I'm searching for the optimal NCS configuration for a scarily
complicated setup: three nodes which share NSS and a SBD partition via
iSCSI (NIC 1 and VLAN 1). All have access to a dedicated management
network (NIC 2 and VLAN 2) as well as to the production network (NIC 3
and VLAN 3). All works nicely until there is a hickup in one of the
networks which happens more frequently than an actual problem with one
of the OES11 servers. So my search is for a configuration that gives
maximum tolerance for problems with the network infrastructure.
My questions:
- What is best practice value for the NCS Heartbeat Tolerance and Slave
Watchdog timeouts?
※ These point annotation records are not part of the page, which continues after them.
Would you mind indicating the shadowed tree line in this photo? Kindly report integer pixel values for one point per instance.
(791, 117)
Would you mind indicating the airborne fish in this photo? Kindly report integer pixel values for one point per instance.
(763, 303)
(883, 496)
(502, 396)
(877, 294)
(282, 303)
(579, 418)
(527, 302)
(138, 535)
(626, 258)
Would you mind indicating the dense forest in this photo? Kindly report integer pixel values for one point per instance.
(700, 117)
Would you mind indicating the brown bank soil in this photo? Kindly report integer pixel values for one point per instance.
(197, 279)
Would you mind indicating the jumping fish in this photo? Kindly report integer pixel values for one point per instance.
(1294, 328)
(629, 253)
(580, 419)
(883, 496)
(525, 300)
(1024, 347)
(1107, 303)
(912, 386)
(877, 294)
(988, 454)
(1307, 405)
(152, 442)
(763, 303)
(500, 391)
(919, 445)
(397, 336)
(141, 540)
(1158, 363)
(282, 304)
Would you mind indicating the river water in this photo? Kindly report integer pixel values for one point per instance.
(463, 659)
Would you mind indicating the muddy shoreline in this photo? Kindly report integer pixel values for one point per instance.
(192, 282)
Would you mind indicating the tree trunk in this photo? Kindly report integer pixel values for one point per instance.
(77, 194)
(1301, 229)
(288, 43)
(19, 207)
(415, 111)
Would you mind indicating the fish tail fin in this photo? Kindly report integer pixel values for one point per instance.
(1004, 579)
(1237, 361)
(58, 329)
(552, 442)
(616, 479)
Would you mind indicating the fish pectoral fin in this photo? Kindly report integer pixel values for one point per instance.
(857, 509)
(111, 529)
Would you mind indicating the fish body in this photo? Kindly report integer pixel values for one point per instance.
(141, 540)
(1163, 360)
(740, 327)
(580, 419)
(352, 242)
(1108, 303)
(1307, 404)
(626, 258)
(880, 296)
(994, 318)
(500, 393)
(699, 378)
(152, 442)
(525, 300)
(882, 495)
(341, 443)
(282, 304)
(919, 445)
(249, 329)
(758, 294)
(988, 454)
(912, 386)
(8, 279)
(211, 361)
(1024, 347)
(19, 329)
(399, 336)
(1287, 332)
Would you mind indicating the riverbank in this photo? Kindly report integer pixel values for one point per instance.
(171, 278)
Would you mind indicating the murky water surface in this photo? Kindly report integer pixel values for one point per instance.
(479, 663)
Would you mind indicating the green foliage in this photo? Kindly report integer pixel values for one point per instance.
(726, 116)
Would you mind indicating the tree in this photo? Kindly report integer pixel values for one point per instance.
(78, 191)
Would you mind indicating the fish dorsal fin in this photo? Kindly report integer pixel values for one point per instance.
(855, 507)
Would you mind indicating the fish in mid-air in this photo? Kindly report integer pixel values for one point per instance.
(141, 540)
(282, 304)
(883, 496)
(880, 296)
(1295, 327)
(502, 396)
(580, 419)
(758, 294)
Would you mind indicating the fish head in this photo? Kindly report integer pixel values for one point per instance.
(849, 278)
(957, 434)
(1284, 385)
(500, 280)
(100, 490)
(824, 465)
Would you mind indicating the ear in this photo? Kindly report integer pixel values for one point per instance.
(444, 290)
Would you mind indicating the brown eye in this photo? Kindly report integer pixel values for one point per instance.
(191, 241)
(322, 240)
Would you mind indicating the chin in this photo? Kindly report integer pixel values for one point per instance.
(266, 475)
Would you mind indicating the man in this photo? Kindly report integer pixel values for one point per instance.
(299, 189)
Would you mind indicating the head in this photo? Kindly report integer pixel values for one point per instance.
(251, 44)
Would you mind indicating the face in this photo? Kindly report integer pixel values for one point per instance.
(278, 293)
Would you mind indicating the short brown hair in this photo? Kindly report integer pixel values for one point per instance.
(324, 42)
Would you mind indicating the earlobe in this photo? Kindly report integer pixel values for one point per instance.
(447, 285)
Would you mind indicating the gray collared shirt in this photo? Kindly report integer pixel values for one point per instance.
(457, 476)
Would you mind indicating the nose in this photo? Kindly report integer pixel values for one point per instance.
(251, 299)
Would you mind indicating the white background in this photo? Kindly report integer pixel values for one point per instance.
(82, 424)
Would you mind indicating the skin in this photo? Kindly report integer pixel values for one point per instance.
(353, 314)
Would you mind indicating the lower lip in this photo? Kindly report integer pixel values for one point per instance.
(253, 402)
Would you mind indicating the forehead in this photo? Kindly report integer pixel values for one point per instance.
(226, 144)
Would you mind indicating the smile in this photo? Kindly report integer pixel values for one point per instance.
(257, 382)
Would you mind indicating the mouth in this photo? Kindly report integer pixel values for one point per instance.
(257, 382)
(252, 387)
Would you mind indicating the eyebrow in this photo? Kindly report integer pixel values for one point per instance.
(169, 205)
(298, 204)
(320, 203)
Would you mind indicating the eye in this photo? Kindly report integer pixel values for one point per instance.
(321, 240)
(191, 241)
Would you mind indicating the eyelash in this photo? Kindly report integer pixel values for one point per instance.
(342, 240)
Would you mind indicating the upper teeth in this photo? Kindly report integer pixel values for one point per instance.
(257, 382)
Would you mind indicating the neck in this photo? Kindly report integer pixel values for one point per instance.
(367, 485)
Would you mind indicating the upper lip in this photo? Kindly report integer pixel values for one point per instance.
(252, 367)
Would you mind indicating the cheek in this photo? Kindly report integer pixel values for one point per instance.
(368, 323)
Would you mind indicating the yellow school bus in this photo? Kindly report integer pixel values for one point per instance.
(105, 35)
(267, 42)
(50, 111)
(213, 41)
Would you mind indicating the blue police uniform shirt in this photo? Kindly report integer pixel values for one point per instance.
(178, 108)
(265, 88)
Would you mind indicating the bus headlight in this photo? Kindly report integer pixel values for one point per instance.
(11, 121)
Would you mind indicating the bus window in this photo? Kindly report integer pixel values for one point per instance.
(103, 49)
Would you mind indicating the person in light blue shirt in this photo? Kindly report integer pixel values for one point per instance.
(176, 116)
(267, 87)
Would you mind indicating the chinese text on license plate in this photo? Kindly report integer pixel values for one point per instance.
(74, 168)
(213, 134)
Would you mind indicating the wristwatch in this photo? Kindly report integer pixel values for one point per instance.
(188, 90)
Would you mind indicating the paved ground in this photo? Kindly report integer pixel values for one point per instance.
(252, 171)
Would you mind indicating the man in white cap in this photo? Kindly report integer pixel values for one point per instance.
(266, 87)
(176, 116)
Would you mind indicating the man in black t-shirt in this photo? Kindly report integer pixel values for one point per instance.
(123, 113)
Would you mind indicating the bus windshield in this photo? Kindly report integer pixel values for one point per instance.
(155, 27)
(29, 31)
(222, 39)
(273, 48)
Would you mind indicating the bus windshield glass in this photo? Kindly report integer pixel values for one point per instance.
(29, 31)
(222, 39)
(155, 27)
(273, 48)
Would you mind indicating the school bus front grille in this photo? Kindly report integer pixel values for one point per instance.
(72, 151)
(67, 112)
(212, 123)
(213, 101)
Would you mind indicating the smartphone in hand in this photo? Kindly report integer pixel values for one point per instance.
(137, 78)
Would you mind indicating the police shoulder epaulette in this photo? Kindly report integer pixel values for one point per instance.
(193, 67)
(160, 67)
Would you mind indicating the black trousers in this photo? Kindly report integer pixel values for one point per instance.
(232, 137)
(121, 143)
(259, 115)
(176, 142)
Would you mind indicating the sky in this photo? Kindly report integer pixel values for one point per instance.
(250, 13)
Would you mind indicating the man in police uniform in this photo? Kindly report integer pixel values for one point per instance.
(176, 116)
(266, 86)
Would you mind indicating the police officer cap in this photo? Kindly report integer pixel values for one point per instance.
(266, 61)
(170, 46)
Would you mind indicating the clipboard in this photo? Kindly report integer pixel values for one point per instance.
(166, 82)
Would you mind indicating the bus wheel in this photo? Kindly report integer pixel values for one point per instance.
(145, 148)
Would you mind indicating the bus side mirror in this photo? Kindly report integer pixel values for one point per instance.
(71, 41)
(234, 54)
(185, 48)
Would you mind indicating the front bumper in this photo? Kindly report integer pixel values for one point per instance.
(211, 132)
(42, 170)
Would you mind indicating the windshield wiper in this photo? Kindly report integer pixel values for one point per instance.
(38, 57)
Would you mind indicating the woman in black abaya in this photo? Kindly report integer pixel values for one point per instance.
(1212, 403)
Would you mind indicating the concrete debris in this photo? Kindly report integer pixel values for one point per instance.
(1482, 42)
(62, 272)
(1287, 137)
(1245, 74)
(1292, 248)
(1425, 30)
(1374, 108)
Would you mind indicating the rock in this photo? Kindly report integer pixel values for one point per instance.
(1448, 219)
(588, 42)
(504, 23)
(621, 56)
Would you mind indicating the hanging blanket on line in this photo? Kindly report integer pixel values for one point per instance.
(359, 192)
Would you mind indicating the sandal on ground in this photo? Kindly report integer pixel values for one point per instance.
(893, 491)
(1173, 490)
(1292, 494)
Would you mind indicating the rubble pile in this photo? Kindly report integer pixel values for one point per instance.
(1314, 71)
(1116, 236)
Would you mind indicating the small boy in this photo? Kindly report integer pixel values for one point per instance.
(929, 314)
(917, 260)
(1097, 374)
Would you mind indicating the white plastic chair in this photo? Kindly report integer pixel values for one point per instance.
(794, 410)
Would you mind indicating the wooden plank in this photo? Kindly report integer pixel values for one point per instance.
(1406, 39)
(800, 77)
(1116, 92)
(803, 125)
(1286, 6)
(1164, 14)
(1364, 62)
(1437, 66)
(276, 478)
For the time being I did set this to 16s. Will there
be any problems with values in the range of minutes other than cluster
resources not being available for longer time?
- Is it possible to specify these values separately for multiple
networks? For example, in a case where the switch of the production
network is faulted, but the one for the management network still works.
In this case the NCS hosts are still able to communicate, and I would
prefer them to do nothing and wait for the faulted network to start up
again. Instead, they will send poison pills after the Heartbeat
Tolerance has timed out.
- Finally I'm searching for a solution in case the iSCSI SAN fails. Last
time this happened for about 20s all nodes were gone which resulted in
an interruption of all services, of course. Is the time NCS hosts will
wait for an unreachable SBD partition one that I might configure?